Most hedged. That would be up to the city, was a common answer.
Anne Kirkpatrick was distinctively precise. Five years, she drawled, showing us a glimpse of the candor she would demonstrate on the job after Mayor Dennis Hession finally hired her.
Today, four years later, Kirkpatrick is – for the second time – openly interested in another city’s top police job. She has asked to be reconsidered for the Seattle post, having earlier been eliminated from the field of semifinalists there, and she applied last year for the job in San Francisco.
So while Kirkpatrick missed on her time estimates, she was admirably frank about having career aspirations that would not allow death-do-us-part commitments to stay in one job indefinitely.
As for Kirkpatrick’s performance during the limited but tempestuous time she has been in Spokane, she’s earned favorable marks.

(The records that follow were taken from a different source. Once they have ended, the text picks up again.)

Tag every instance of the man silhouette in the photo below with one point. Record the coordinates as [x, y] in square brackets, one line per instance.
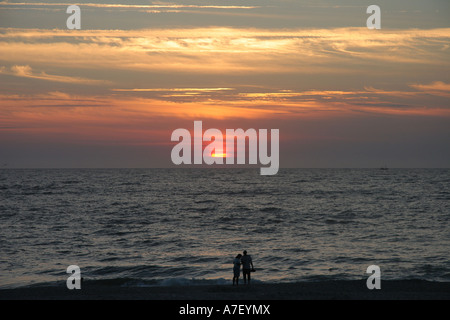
[247, 266]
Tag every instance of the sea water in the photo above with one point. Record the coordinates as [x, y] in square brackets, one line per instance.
[139, 227]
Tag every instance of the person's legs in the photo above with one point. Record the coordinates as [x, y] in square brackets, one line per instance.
[246, 274]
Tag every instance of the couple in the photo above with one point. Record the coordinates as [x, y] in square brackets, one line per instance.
[246, 262]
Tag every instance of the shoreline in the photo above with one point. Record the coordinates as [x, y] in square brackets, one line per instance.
[323, 290]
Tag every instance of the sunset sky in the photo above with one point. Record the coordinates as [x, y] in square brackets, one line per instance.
[111, 94]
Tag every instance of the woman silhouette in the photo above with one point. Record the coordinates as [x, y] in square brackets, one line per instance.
[236, 269]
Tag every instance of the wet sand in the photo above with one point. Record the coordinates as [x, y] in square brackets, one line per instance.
[327, 290]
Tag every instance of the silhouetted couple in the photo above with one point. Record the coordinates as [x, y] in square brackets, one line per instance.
[247, 267]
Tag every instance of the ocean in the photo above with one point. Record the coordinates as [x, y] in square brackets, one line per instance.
[148, 227]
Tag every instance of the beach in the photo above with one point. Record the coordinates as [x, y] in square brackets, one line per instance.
[326, 290]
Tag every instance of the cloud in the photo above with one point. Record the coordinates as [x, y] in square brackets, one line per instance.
[438, 88]
[26, 71]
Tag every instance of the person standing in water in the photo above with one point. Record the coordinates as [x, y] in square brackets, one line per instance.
[247, 266]
[236, 269]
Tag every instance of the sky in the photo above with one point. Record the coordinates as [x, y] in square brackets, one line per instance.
[110, 94]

She’s dealt with wrenching budget conditions that erupted since her arrival, and with persistent officer misconduct that began before she arrived. She hasn’t wrestled the department fully into shape yet, but she’s set high standards and taken action when they aren’t met.
That, no doubt, has a lot to do with the recent Police Guild vote in which about 40 percent of the rank and file expressed no confidence in the chief. We don’t find the Guild vote alarming. We see it as a sign of her willingness to put public safety and department professionalism ahead of union solidarity.
The fact is, when Kirkpatrick moved into her current job, she inherited a culture in which too much misbehavior had been allowed to slide. Cleanup takes time, and her efforts have been notably more earnest than those of her recent predecessors.
All of that would make it unsettling that she is contemplating a departure, except that a departure seems probable – if not now, later.
Indeed, Seattle may be a long shot, having dropped her from consideration once already. But as Kirkpatrick herself has conceded, her gender adds to her marketability in today’s world, and she can expect continued expressions of interest as top police jobs come along.
The city has many reasons to hope she stays, but when and if she goes, the city should remember an important lesson from the experience. Candidates for top leadership jobs shouldn’t get credit for promises to stay as long as the community wants them. Tennessee-born Kirkpatrick reached Spokane via Ellensburg and Federal Way, honing and demonstrating the talents that made her a compelling choice for Spokane.
Lofty goals provide a strong incentive to perform at exemplary levels every step of the way. Ambition is a good thing.